I have these moments in life that I think of as “peak moments” – small experiences that may be insignificant and brief, but they touch my heart so profoundly that I know I will carry them with me always. I treasure my “peak moments”. They’re very personal, hard to explain, and I rarely speak about them. They are those “you had to have been there deals” that just don’t translate into words. I play them back like little movies sometimes, when I need comfort or renewed hope, or just to remind myself of how rich life can be sometimes.

I had a “peak moment” last week. My daughter was down from Seattle for seven days. She’s lived up north for three years now and we still suffer from separation anxiety. We talk daily and live this kind of calendar limbo thing where we count the months between trips. I think when we are finally together emotions run high. We’re happy, we’re sad, we share stuff, and we talk talk talk. If you’ve read any of my previous posts about her http://megmoran.blogspot.com/2007/01/pandoras-box.html or http://megmoran.blogspot.com/2007/03/uncle-randy.html then you know that she has had some challenges to face. She has had even more, but I wouldn’t write about her “stuff”. When she arrived this time she was dragging with her a bruised ego and broken heart, one of the worst I’ve ever seen. I wanted to hug her pain away. She’s also at a point in her life where she has some real important choices to make about her future. But oh, that pain………funny how when our hearts are broken we question and second guess everything – all of our choices.
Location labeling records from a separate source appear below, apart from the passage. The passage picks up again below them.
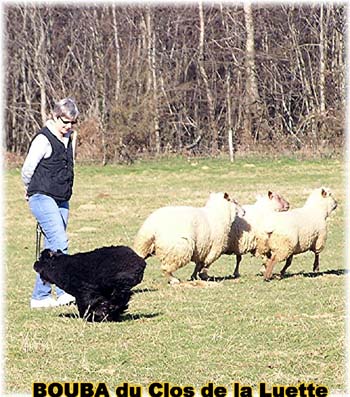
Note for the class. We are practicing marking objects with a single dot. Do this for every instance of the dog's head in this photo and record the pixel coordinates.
(46, 264)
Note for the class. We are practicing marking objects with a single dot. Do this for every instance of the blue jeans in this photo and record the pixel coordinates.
(52, 216)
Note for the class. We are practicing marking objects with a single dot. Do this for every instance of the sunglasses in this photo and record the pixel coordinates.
(67, 121)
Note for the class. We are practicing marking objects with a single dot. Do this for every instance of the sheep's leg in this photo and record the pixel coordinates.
(199, 266)
(171, 278)
(316, 263)
(203, 275)
(269, 267)
(286, 266)
(236, 271)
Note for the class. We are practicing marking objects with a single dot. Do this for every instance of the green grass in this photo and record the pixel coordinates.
(248, 331)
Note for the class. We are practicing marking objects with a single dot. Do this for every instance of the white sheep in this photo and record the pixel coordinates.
(180, 234)
(299, 230)
(246, 234)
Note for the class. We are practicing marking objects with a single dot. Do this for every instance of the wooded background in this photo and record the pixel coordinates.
(192, 78)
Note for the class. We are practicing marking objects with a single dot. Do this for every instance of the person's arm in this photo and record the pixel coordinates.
(39, 148)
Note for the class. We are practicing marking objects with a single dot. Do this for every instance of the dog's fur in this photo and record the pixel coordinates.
(100, 280)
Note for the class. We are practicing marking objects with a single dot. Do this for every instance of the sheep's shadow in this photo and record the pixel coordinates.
(143, 290)
(334, 272)
(122, 318)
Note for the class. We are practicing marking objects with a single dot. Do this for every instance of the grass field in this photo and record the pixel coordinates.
(246, 330)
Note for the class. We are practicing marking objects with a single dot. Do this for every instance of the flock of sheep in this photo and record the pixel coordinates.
(101, 280)
(177, 235)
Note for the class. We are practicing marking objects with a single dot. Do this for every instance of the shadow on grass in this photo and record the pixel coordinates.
(123, 317)
(335, 272)
(143, 290)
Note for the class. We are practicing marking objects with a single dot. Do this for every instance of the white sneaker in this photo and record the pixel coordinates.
(42, 303)
(65, 299)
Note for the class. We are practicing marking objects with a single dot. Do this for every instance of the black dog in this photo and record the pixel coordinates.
(100, 280)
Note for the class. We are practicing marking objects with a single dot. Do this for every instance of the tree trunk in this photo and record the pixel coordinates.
(210, 100)
(252, 95)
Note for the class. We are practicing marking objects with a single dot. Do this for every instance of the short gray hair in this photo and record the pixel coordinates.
(66, 107)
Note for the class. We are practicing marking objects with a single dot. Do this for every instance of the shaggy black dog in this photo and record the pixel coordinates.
(100, 280)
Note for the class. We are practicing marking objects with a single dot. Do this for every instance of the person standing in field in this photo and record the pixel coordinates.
(47, 174)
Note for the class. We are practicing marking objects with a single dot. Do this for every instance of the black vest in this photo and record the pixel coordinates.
(54, 176)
So, back to that peak moment. We were on our way out to dinner, driving down the freeway. It’s late, its dark and the colored lights of businesses are flying by. My car is small and we’re sitting side by side, she’s not saying much. I punch on the radio and Paul Simon comes on singing Graceland. I reached over and took her hand, we listened to the lyrics and we drove on. That’s it. That’s my peak moment. See? I told you they don’t translate into words.
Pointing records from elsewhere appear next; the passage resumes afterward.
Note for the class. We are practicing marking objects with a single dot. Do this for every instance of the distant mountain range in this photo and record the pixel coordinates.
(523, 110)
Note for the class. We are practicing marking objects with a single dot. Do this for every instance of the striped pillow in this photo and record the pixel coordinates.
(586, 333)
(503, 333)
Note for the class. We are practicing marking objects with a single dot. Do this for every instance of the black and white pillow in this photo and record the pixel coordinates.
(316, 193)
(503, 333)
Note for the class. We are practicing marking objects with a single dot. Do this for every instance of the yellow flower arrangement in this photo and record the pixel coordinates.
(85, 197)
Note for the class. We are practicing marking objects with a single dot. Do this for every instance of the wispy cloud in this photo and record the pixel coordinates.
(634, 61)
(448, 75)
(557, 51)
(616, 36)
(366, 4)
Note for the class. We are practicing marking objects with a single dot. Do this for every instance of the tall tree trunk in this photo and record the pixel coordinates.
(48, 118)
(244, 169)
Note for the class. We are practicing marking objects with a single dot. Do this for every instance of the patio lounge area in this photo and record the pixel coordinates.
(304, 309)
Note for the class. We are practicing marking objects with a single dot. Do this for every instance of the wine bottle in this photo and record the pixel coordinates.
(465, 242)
The song is about a guy whose wife has left him and he is broken hearted, so he is going to Graceland. His traveling companions are “ghosts and empty sockets”. He sings about a girl in New York City who calls herself the human trampoline. And I know my daughter feels exactly like that girl. But then he says when she’s falling, flying tumbling in turmoil she’s bouncing into Graceland. Graceland? I don’t think he’s talking about a place in Memphis. He’s talking about when you bottom out Grace saves the day. Finally he says there’s some part of me wants to see Graceland. And I may be obliged to defend every love, every ending or maybe there’s no obligations now. Maybe I’ve a reason to believe we all will be received In Graceland.

I thought about God’s Grace. How grace is always there for me and will always be there for her. I think Graceland is everywhere. I know I felt it last week on the 91 freeway.